E’ gente ben assortita, quella che da corpo a questa formazione: Trixie Whitley è la figlia di quel Chris Whitley, ora scomparso, di cui Lanois produsse un paio di raccolte ed una hit minore, Dust Radio, vent’anni fa. Daryl Johnson, fidato bassista solidamente poggiato nelle paludi della Lousiana che ha collaborato con Lanois fin dai tempi di Winona attraverso gli Spyboy di Emmylou Harris in Wrecking Ball. Brian Blade infine, che con il suo suono arcaico quanto lussuoso ha sostenuto Joni Mitchell nelle sue ultime avventure quasi pubbliche. A Lanois si riservano tutte le chitarre, ruvide quanto spaziali, e la somma di trattamenti che lo hanno reso famoso.

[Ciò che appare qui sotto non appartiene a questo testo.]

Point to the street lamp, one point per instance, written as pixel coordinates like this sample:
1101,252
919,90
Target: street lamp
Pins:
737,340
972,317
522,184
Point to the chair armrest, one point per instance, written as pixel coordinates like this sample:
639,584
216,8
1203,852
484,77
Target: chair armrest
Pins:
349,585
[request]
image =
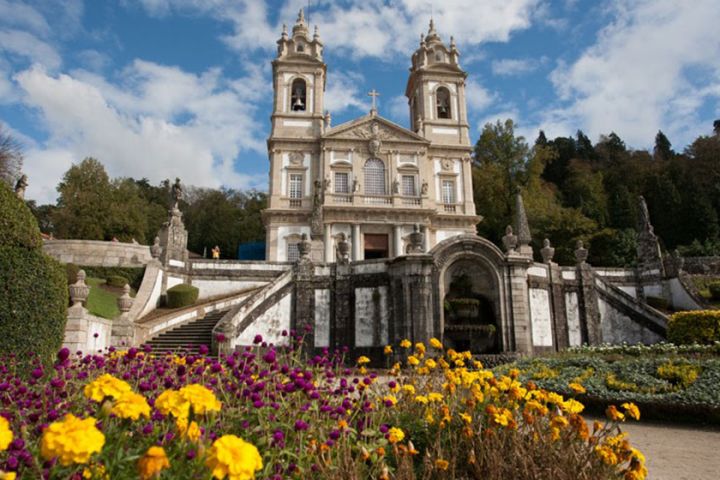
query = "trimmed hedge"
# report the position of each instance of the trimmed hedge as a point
(182, 295)
(18, 227)
(714, 289)
(116, 281)
(133, 275)
(696, 326)
(33, 304)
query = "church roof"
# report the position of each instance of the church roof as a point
(360, 128)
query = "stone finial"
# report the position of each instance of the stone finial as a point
(416, 240)
(20, 187)
(342, 250)
(304, 246)
(509, 240)
(156, 249)
(547, 251)
(125, 301)
(78, 290)
(580, 252)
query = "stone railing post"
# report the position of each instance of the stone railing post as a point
(122, 328)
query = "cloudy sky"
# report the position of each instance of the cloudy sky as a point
(165, 88)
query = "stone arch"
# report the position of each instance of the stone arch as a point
(485, 264)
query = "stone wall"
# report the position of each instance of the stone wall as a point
(92, 253)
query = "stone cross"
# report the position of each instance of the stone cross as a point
(374, 94)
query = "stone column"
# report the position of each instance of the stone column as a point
(397, 240)
(356, 243)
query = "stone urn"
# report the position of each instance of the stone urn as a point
(78, 290)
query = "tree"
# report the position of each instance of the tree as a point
(663, 147)
(11, 158)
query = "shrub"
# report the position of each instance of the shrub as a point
(18, 227)
(182, 295)
(697, 326)
(658, 302)
(117, 281)
(33, 303)
(714, 289)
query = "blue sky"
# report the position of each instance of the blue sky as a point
(165, 88)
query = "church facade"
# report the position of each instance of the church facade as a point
(369, 182)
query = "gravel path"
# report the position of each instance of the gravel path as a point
(677, 452)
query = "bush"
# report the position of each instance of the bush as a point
(714, 289)
(134, 275)
(658, 303)
(697, 326)
(33, 303)
(182, 295)
(117, 281)
(18, 227)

Il suono è la quintessenza dello spirito Lanois, che non fatica affatto a farsi riconoscere. La sezione ritmica tellurica sembra venire da altri tempi, pure se immersa in una luccicante aura contemporanea. La voce cui viene lasciato l’onore e l’onere di sostituire quella di Lanois stesso è vibrante e profondamente erotica, non ci saremmo perdonati niente di meno noi appassionati dei sussurri rochi del padrone di casa. Impressionante quanto egli abbia compiuto un passo indietro ed abbia ceduto lo spotlight a questa ragazzina, accomodandosi nel ruolo di semplice componente del gruppo, discreto ed attento.

Non riesco a trattenermi dal riconsiderare come sarebbe stata diversa la storia della fonografia se ci fossero state condizioni di tale rispetto durante le sessioni di Catch a Fire, con Aston “family man” Barrett, o di Electric Ladyland dell’Hendrix più meditativo, ai Muscle Shoals con gli Swampers, nelle folli nottate di Joseph “Zigaboo” Modeliste con i Meters o quelle di Duane Allman per Wilson Pickett. Ci sono talmente tanti aspetti apparentemente solo tecnici che farebbero la differenza per una percezione meno mediata, ma abbiamo la soluzione: qui la registrazione è completamente al servizio della musica.

In realtà non è così stupefacente quanto la tradizione di qualità maggiore sopravviva nei pensieri, nelle parole e nelle opere di questo extrarock nucleare cui i giovani americani sono intensamente dediti da un po’. Abbiamo osservato talmente tante formazioni cariche di passione e impegno che non potremo che occuparcene volentieri, in una serie per nulla incoerente con questo genius loci, a partire da quest’anno così importante per la storia della musica americana, espressione di un paese talmente tanto pregno di disincanto per lo stato attuale delle cose da prometterci un nuovo, per quanto desolato, rinascimento.